As I write this, I was immediately brought back to my recent time in Bangladesh. I have never seen such poverty in all my years, which includes service in East Africa and the Middle East. There are families who make their homes on the street.
As I walked each day, I saw a blind man with his 10- or 11-year-old daughter begging. Most of the time, the girl was so tired she just fell asleep in his arms. There we saw a blind man (with a young girl asleep on his lap) begging for help.
Another frequent sight I saw was of a 5- or 6-year-old girl who sat begging with her baby brother (about 8 or 9 months old) asleep in her arms. The girl had a tiny little skirt on with a bare chest while the baby was naked.

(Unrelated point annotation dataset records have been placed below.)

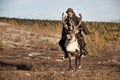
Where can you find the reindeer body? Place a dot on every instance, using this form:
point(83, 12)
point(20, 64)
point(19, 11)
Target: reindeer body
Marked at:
point(71, 43)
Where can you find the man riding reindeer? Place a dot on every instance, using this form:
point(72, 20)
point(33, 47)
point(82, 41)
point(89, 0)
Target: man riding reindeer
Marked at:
point(71, 16)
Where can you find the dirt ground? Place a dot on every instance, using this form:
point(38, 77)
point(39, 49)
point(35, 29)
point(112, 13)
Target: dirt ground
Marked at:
point(46, 64)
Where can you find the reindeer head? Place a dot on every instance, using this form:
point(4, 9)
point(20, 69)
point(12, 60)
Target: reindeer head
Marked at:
point(71, 29)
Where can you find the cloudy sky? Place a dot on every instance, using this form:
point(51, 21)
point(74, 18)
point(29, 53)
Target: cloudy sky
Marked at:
point(91, 10)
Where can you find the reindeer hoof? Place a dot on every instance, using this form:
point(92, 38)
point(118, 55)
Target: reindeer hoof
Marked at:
point(79, 68)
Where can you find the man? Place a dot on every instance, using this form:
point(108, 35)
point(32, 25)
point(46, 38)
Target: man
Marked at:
point(81, 42)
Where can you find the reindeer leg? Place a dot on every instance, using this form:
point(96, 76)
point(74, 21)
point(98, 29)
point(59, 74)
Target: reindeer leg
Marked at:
point(76, 63)
point(80, 62)
point(70, 66)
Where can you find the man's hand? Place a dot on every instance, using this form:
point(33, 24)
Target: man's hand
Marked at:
point(87, 39)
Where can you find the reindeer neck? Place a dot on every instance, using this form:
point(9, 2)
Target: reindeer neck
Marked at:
point(73, 39)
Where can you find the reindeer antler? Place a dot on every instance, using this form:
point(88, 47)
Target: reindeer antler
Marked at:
point(80, 20)
point(63, 17)
point(63, 21)
point(76, 27)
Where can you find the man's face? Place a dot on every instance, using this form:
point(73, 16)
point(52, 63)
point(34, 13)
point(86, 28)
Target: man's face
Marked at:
point(70, 14)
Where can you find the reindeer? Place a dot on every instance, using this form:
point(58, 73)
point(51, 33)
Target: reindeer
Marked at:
point(71, 43)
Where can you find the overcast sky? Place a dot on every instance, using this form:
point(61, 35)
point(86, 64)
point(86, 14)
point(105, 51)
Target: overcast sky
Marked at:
point(91, 10)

When I walked on the crosswalk in order to cross the road, I saw families who were claiming their space after a night on the street. I was told that they sleep there each night and also gather there when the rains come.
In the face of this poverty, Maryknoll Sisters Miriam Frances Perlewitz and Claudette La Verdiere are doing their best to educate as many Bangladeshi students as possible. Sister Miriam Frances began an English Medium School and is now in the process of training young graduates of the school to take over the administration and teaching in the school. The children in the school are being trained to think critically, using values taught in their classes, as they continue on their journeys through life. Hopefully, these will be the leaders of Bangladesh sometime in the future and the values instilled in them in their education at the Bacha School will produce leaders who will help in the development of the country.
Sister Claudette is also teaching at the seminary in Dhaka. She is helping to train leaders for the church of Bangladesh.
This experience in Bangladesh taught me much about resilience in the face of the difficulties that life gives us. They smiled, put on their best sari’s, and looked magnificent as they strolled along the crowded sidewalks. Is grace something that comes in the soul, so that nothing can take that grace from us?